As consumers, our alternative to the CAFO food-producing industry is buying humanely-raised animals and animal products, usually from local farms. Cows that eat grass are healthier to consume than corn-raised cattle. Chickens that have the freedom to run around and eat bugs, seeds, and the occasional bit of vegetation lay tastier, more nutritious eggs, and so forth. Good stuff in, good stuff out.
Buying pasture-raised livestock is, unfortunately, a luxury reserved for those of us who can afford it. When money’s tight, are you going to buy a dozen regular eggs for $1.19, or spring for the organic brown eggs from Birkenstock Farms for $5.99? There’s a convenience angle, too: maybe you don’t have a health food store like Whole Foods within reasonable driving distance. Or perhaps you just have a craving for homemade barbecue, and the Piggly Wiggly doesn’t stock organic pork ribs. Or organic anything. And what about eating out? You’re not going to be that person, are you? The one who asks the waitress, “Is the chicken in your bacon-guacamole pepperjack club sandwich humanely raised?” You’re embarrassing the kids. Cue the Sarah McLachlan music.
The answer is that you do the best you can and let your interpretation of good stewardship, as commanded by God, be your guide. If it’s important to you, you’ll find ways to fit it into your budget. Maybe not everything pasture-raised, but some. A little. Here and there. The kids’ yogurt may be Kraft brand, but we’re having sloppy joes for dinner tonight, and that’s from pasture-raised cows. Whatever works. Make the effort where possible, and stretch the definition of convenience to include your conscience.
Once you start doing that, spending more on quality food, you find yourself more reluctant to waste it. If it costs less to buy a carton of eggs than it does to pick up one of those delicious coffee treats from the progressive green mermaid, why not just chuck them in the trash once they’re a day past the expiration date? Did you do the float test? Do you know what the float test is? It’s different when the eggs cost a bit more. Then it’s frittata for breakfast and lunch.

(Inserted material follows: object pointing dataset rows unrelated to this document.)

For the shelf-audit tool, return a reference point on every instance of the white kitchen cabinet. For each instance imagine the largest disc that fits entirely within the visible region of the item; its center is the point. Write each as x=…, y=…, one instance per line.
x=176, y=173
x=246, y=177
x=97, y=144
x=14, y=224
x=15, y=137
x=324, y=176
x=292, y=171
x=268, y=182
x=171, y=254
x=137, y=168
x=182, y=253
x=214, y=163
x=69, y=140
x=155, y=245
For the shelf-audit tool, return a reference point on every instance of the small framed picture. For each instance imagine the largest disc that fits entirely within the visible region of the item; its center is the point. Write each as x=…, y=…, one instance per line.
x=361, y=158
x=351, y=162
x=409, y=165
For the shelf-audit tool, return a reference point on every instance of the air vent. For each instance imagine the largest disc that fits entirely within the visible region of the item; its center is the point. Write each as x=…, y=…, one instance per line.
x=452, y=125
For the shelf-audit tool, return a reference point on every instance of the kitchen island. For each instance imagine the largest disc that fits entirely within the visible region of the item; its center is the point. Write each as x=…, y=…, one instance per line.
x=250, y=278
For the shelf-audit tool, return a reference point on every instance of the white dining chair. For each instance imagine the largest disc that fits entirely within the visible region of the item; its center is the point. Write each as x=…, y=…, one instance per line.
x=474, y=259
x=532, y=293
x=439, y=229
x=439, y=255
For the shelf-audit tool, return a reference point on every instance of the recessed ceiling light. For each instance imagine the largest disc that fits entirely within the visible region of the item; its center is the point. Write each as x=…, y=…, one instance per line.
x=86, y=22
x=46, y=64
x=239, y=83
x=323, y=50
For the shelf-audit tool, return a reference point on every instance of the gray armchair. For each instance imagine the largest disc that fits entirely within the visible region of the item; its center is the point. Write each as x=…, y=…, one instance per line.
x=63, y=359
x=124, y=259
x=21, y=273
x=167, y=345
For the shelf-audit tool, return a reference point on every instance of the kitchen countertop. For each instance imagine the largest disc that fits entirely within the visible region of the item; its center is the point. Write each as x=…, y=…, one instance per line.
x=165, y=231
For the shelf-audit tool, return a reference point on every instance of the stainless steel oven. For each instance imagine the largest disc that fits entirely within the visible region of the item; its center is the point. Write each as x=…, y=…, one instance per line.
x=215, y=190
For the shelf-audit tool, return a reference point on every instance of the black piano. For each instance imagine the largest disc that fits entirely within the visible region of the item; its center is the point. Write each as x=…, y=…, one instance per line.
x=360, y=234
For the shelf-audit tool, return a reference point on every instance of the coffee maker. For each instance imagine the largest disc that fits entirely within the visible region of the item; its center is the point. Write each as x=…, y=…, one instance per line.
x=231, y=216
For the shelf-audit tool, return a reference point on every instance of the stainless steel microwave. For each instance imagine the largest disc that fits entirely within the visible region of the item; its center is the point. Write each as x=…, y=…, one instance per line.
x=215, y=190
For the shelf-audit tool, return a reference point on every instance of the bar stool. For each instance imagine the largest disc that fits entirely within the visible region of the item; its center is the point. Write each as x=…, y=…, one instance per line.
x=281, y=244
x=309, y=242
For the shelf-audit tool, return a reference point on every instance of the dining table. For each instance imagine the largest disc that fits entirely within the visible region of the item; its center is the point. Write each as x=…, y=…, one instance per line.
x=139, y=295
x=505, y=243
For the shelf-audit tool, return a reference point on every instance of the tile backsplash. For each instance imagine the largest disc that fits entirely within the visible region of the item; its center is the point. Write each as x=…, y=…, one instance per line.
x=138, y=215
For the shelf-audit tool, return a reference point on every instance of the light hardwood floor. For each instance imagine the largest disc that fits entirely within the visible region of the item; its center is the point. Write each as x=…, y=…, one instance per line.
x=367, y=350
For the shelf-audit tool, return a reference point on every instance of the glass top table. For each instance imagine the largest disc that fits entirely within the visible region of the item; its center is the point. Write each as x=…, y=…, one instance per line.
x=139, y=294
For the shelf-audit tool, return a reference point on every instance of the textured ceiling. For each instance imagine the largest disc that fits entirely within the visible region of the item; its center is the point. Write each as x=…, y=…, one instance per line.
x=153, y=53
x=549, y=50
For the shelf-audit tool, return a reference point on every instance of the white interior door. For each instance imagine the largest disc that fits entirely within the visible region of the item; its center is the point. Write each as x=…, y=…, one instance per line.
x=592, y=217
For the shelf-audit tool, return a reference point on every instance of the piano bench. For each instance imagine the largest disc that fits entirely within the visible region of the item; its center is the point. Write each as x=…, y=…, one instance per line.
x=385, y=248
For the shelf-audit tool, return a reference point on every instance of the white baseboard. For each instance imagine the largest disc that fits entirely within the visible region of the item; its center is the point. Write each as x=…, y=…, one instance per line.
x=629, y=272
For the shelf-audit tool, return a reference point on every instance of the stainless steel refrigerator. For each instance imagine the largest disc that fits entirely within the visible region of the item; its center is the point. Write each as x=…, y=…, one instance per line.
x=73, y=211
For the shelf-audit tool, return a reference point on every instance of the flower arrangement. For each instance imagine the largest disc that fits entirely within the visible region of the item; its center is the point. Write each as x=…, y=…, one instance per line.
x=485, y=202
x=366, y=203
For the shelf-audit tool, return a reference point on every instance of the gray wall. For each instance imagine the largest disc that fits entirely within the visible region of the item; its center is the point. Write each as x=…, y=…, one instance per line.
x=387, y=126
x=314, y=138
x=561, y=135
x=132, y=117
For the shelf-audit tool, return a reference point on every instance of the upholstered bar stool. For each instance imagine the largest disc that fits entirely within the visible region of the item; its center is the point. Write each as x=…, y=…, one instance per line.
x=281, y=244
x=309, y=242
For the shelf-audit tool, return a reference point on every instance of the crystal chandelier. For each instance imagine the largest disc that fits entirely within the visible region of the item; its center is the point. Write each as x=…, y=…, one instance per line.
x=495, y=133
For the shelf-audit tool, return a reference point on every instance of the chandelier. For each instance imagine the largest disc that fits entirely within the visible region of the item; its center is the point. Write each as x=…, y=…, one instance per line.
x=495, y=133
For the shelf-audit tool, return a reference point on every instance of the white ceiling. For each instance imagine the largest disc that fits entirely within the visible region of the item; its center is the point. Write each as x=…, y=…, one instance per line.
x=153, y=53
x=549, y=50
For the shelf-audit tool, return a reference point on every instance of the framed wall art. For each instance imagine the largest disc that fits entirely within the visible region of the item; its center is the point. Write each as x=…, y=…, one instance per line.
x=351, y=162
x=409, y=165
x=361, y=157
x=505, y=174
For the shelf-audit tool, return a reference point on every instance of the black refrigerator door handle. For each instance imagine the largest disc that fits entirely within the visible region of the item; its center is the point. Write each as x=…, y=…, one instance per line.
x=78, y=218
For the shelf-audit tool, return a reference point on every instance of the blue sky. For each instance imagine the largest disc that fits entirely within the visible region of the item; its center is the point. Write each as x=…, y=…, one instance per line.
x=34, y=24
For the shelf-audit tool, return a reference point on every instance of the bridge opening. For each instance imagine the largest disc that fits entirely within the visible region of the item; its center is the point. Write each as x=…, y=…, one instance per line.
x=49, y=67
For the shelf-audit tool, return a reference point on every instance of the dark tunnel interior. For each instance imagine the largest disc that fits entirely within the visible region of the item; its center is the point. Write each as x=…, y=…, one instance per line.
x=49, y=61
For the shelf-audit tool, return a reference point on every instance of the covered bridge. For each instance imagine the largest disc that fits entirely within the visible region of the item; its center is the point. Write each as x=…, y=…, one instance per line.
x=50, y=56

Deciding to encompass good stewardship of the Earth as part of living Biblical principles is a difficult task, but nothing easy is worthwhile. It involves being more thoughtful about issues you’d rather just put on autopilot, like what’s for dinner, and spending more time acquiring and preparing what amoral advertisers have spent decades telling us should be instant, cheap, and convenient: food.
Or you could go vegetarian. Hope you like soy.